We all went to the cabin, and the stranger flipped on the light. Standing there in the doorway, I could see another Jim in the room, lying on the bed with me beside him. The cat lay curled up at our feet. It was surreal. The chrono on the wall was ticking, but everything else was as still as a tomb.
I walked in and looked closely at the cat on the bed. She lay motionless. The air circulators moved her soft fur, but the muscles in her skin didn’t react. She didn’t even twitch a whisker.
I went around the bed and looked at my own face, in still and silent repose. The eyes that I saw didn’t move beneath the eyelids, and I saw a couple of particles of dust balanced on the eyelashes.
“Are we…dead?” I asked.
“There appears to have been a crygen leak last night, while we slept,” Jim explained. “It was a very small leak; we were gone before the sniffers detected it.”
By then, the leak would have saturated the entire ship with crygen gas.
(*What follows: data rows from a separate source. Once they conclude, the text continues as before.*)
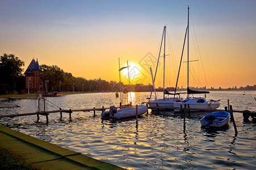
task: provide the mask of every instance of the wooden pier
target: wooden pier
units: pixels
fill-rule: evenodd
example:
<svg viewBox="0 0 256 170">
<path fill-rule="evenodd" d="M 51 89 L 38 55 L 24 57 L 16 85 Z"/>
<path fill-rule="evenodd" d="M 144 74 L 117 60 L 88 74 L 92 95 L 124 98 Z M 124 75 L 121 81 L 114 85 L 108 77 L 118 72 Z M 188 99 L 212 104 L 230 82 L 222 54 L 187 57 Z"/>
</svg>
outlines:
<svg viewBox="0 0 256 170">
<path fill-rule="evenodd" d="M 123 108 L 127 106 L 121 106 L 117 107 L 117 108 Z M 90 112 L 93 111 L 93 116 L 96 116 L 96 111 L 102 111 L 104 112 L 106 109 L 109 109 L 110 108 L 105 108 L 102 107 L 102 108 L 93 108 L 92 109 L 69 109 L 69 110 L 63 110 L 60 108 L 60 110 L 51 110 L 51 111 L 46 111 L 46 112 L 37 112 L 32 113 L 20 113 L 20 114 L 9 114 L 9 115 L 0 115 L 0 118 L 3 117 L 14 117 L 17 116 L 30 116 L 30 115 L 36 115 L 38 117 L 38 121 L 39 120 L 39 115 L 43 115 L 46 116 L 46 122 L 47 124 L 48 123 L 48 115 L 51 113 L 60 113 L 60 118 L 62 118 L 63 113 L 69 113 L 69 119 L 71 119 L 71 113 L 75 112 Z"/>
<path fill-rule="evenodd" d="M 0 105 L 0 108 L 17 108 L 19 107 L 18 105 Z"/>
</svg>

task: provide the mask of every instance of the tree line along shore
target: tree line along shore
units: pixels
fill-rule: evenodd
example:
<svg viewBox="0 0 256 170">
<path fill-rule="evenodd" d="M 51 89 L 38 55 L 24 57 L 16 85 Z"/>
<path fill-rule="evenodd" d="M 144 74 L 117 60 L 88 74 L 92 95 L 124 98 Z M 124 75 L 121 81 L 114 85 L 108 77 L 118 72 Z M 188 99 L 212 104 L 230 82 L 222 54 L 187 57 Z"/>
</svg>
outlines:
<svg viewBox="0 0 256 170">
<path fill-rule="evenodd" d="M 22 68 L 24 62 L 14 54 L 4 54 L 0 58 L 0 95 L 7 94 L 21 94 L 26 89 L 26 78 Z M 81 77 L 76 78 L 70 73 L 65 72 L 56 65 L 40 65 L 42 71 L 43 82 L 47 81 L 48 91 L 63 92 L 117 92 L 119 91 L 119 83 L 115 81 L 108 82 L 101 78 L 86 80 Z M 128 88 L 129 84 L 121 83 L 122 88 Z M 131 85 L 131 91 L 134 92 L 151 91 L 152 85 L 150 84 L 137 84 Z M 232 88 L 218 88 L 210 87 L 191 87 L 196 90 L 235 90 L 235 91 L 256 91 L 256 85 L 252 86 L 236 86 Z M 129 89 L 128 88 L 128 89 Z M 174 87 L 167 88 L 167 90 L 174 91 Z M 186 88 L 177 88 L 177 91 L 186 91 Z M 157 91 L 162 91 L 163 88 L 159 87 Z"/>
</svg>

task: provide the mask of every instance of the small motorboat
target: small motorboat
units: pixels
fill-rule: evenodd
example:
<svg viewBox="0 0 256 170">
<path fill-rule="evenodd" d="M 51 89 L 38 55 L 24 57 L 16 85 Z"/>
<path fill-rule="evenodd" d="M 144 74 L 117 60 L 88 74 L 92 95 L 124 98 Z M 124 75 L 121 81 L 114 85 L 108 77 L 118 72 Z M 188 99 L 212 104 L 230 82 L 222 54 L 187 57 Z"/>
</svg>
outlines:
<svg viewBox="0 0 256 170">
<path fill-rule="evenodd" d="M 207 127 L 222 127 L 228 124 L 230 115 L 225 111 L 208 113 L 200 120 L 201 125 Z"/>
<path fill-rule="evenodd" d="M 144 113 L 147 110 L 147 107 L 144 105 L 138 106 L 138 116 Z M 114 106 L 112 106 L 109 110 L 105 111 L 101 114 L 101 118 L 115 118 L 122 119 L 136 116 L 136 107 L 127 107 L 120 109 L 117 109 Z"/>
</svg>

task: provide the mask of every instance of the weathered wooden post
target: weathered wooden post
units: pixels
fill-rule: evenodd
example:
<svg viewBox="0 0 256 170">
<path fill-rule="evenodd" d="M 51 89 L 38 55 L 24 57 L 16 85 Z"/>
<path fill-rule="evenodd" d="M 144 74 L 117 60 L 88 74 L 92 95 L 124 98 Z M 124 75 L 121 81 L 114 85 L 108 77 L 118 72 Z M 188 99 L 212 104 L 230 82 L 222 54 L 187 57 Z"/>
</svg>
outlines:
<svg viewBox="0 0 256 170">
<path fill-rule="evenodd" d="M 39 121 L 39 114 L 36 114 L 36 116 L 38 117 L 38 122 Z"/>
<path fill-rule="evenodd" d="M 237 125 L 236 125 L 236 122 L 234 121 L 234 114 L 233 114 L 233 109 L 232 105 L 230 105 L 230 118 L 232 120 L 233 125 L 234 125 L 236 134 L 237 134 Z"/>
<path fill-rule="evenodd" d="M 184 105 L 184 113 L 183 113 L 183 130 L 185 131 L 186 130 L 186 123 L 185 123 L 185 114 L 186 114 L 186 107 L 187 107 L 187 104 L 185 104 Z"/>
<path fill-rule="evenodd" d="M 190 117 L 190 109 L 189 109 L 189 104 L 188 104 L 188 117 Z"/>
<path fill-rule="evenodd" d="M 93 108 L 93 117 L 95 117 L 95 107 Z"/>
<path fill-rule="evenodd" d="M 62 110 L 61 108 L 60 108 L 60 110 Z M 60 118 L 62 118 L 62 112 L 60 112 Z"/>
<path fill-rule="evenodd" d="M 104 112 L 104 107 L 102 106 L 102 114 L 103 114 L 103 112 Z"/>
<path fill-rule="evenodd" d="M 69 120 L 71 120 L 71 113 L 72 113 L 72 111 L 71 111 L 71 109 L 69 109 Z"/>
<path fill-rule="evenodd" d="M 147 114 L 148 114 L 148 104 L 146 103 L 146 105 L 147 106 Z"/>
<path fill-rule="evenodd" d="M 48 114 L 47 113 L 46 114 L 46 124 L 48 124 L 48 123 L 49 122 L 49 119 L 48 118 Z"/>
<path fill-rule="evenodd" d="M 229 99 L 228 99 L 228 110 L 229 110 L 230 108 L 229 108 Z"/>
<path fill-rule="evenodd" d="M 136 124 L 138 124 L 138 104 L 136 105 Z"/>
</svg>

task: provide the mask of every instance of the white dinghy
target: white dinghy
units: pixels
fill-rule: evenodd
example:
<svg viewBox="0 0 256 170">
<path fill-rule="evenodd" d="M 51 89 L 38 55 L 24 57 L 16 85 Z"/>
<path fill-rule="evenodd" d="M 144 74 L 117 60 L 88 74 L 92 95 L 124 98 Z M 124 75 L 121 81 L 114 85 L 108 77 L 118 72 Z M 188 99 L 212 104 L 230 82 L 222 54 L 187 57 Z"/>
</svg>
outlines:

With us being dead, the main computer had shut the sensors off and started the diagnostic on its own.
Slowly, I stood back up and turned to look at the stranger.
“And who are you?” I asked.
He came close and dropped the cat lightly on the bed next to my body. I saw an ugly scar on his hand as he reached over and touched my cheek.
“Pauline, I am called ‘The Shepard’.”
At his touch, a flood of memories came back to me, happy times—sad times.
I saw the hover car accident when I was a child, the one that killed my older brother—and nearly killed me. I had lain injured among the blood and wreckage for hours, frightened and alone.
But, I wasn’t alone. As I recalled the event, I could see my brother and the Shepard were there. They crouched beside me, the Shepard’s hand on my forehead, until rescuers arrived.
I saw many birthdays, the Shepard leaning close as I blew out the candles.
“If there was a God,” I saw myself say to a friend at college, “my brother would not have died.” I saw the Shepard there too, standing afar off, with a tear in his eye.
He attended my first marriage, and my second, and my third.
I saw him again at the birth of my only child, when I held her for the first time. She looked past me for a moment and looked at him—her tiny fist closed around his little finger.
When I got the call that told me of my first husband’s death, he and the Shepard were with me, comforting me. They were both there again, the day my second husband left me for another.
Through all the triumphs, trials, and tragedies of my life, he was there.
“My Lord and my God,” I whispered after the memories had passed.
“My child,” he replied.
He was glowing, and a light appeared in the wall as he took my hand.
“Come,” He said, taking Jim’s hand also.
I looked at the mirror on the wall and saw my reflection; an impossibly broad smile lit my face.
I gathered up the cat and followed Him.